Le Mans, Indianapolis ou Monaco, c'est la Mecque du sport automobile pour des pilotes qui n'ont pas froid aux yeux. Or, on aurait vite fait d'oublier Nantes et son circuit mythique qui a vu passer un bon paquet de trompe-la-mort négociant virages et chicanes le pied dans la taule comme Jean-Pierre Jarier.
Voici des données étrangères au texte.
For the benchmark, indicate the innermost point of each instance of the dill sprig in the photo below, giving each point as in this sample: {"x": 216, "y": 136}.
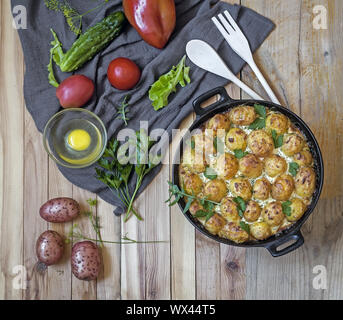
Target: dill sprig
{"x": 123, "y": 110}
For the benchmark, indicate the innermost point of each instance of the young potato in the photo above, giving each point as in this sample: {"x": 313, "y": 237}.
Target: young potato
{"x": 298, "y": 209}
{"x": 243, "y": 115}
{"x": 305, "y": 182}
{"x": 59, "y": 210}
{"x": 283, "y": 187}
{"x": 234, "y": 232}
{"x": 194, "y": 161}
{"x": 192, "y": 183}
{"x": 275, "y": 165}
{"x": 272, "y": 213}
{"x": 228, "y": 209}
{"x": 218, "y": 122}
{"x": 215, "y": 223}
{"x": 215, "y": 190}
{"x": 277, "y": 122}
{"x": 227, "y": 166}
{"x": 260, "y": 230}
{"x": 49, "y": 247}
{"x": 303, "y": 158}
{"x": 292, "y": 144}
{"x": 261, "y": 143}
{"x": 241, "y": 187}
{"x": 250, "y": 166}
{"x": 236, "y": 139}
{"x": 203, "y": 144}
{"x": 85, "y": 260}
{"x": 252, "y": 211}
{"x": 262, "y": 189}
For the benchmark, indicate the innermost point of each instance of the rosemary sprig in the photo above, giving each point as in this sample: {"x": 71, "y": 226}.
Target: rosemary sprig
{"x": 123, "y": 109}
{"x": 94, "y": 219}
{"x": 116, "y": 175}
{"x": 75, "y": 233}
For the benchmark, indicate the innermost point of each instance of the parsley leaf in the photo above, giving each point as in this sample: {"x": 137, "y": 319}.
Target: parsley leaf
{"x": 286, "y": 208}
{"x": 244, "y": 226}
{"x": 241, "y": 205}
{"x": 293, "y": 168}
{"x": 167, "y": 83}
{"x": 239, "y": 154}
{"x": 260, "y": 110}
{"x": 210, "y": 173}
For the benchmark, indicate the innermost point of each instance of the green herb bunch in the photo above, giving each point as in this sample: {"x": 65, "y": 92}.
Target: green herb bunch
{"x": 176, "y": 194}
{"x": 72, "y": 16}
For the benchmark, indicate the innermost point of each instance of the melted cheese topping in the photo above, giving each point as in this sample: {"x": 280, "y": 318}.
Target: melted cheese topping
{"x": 212, "y": 161}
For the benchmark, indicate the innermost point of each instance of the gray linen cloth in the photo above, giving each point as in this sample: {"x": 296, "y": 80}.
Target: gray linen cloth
{"x": 193, "y": 22}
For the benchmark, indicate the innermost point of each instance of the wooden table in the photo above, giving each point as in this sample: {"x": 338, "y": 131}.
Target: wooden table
{"x": 304, "y": 66}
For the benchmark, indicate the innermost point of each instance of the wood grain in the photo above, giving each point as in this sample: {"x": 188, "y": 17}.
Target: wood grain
{"x": 11, "y": 154}
{"x": 59, "y": 275}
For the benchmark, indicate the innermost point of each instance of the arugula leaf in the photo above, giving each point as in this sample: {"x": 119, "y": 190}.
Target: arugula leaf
{"x": 259, "y": 123}
{"x": 293, "y": 168}
{"x": 167, "y": 83}
{"x": 210, "y": 173}
{"x": 286, "y": 208}
{"x": 239, "y": 154}
{"x": 188, "y": 205}
{"x": 278, "y": 140}
{"x": 244, "y": 226}
{"x": 260, "y": 110}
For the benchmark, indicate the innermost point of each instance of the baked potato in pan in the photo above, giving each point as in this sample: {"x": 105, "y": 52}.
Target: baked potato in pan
{"x": 276, "y": 170}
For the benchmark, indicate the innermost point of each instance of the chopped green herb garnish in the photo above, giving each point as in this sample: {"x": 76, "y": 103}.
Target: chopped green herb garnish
{"x": 239, "y": 154}
{"x": 286, "y": 208}
{"x": 210, "y": 173}
{"x": 293, "y": 168}
{"x": 244, "y": 226}
{"x": 259, "y": 123}
{"x": 278, "y": 139}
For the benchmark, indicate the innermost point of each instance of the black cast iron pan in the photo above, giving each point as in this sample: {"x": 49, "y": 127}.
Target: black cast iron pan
{"x": 293, "y": 234}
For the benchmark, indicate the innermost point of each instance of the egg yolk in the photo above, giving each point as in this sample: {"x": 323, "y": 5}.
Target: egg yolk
{"x": 79, "y": 140}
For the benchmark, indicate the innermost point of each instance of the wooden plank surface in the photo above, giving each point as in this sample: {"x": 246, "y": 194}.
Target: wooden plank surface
{"x": 304, "y": 67}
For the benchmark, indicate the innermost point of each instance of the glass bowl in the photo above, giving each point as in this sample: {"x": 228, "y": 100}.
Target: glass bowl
{"x": 57, "y": 133}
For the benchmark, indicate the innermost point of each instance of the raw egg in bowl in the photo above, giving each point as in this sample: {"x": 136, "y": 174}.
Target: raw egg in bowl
{"x": 75, "y": 138}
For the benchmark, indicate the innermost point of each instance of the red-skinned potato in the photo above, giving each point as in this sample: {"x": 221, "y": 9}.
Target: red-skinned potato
{"x": 59, "y": 210}
{"x": 49, "y": 247}
{"x": 75, "y": 91}
{"x": 85, "y": 260}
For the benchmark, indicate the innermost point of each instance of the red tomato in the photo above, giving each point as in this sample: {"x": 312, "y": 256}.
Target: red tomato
{"x": 75, "y": 91}
{"x": 123, "y": 73}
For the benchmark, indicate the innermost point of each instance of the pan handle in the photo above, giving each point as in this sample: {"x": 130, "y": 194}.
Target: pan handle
{"x": 224, "y": 97}
{"x": 278, "y": 253}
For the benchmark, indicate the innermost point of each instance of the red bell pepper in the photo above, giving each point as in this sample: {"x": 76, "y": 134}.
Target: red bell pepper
{"x": 153, "y": 19}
Tout « godasse de plomb » qu'il est, le fou du volant de la F1 aurait-il eu le cran de se mesurer à la jeune classe nantaise, Bernard Gardon en tête suivi de Jean-Paul Bertrand-Demanes qui, selon une expression bien connue des chauffeurs du dimanche, se prennent un peu pour Fangio - casque d'époque à l'appui - avec leurs petits bolides aux allures de prototypes pas vraiment réglementaires. Karting ? Bobsleigh à roulettes ? Le tandem canari fonce vers le drapeau à damiers dans la dernière ligne droite, pas celle des Hunaudières, mais d'un championnat long comme le circuit de la Sarthe, théâtre de drames et d'exploits comme celui réalisé par Jacky Ickx en 1969. Dans le rôle du pilote belge inconnu, le gardien nantais prend l'aspiration de Bernard Gardon qui joue, à juste titre, le poisson-pilote pour son coéquipier. « Allez Jean-Paul, si t'es champion... ». On connaît la chanson, même si Alain Resnais et sport-auto, ça fait deux. Par contre Steve Mc Queen, lui, c'était pas un pourri au volant.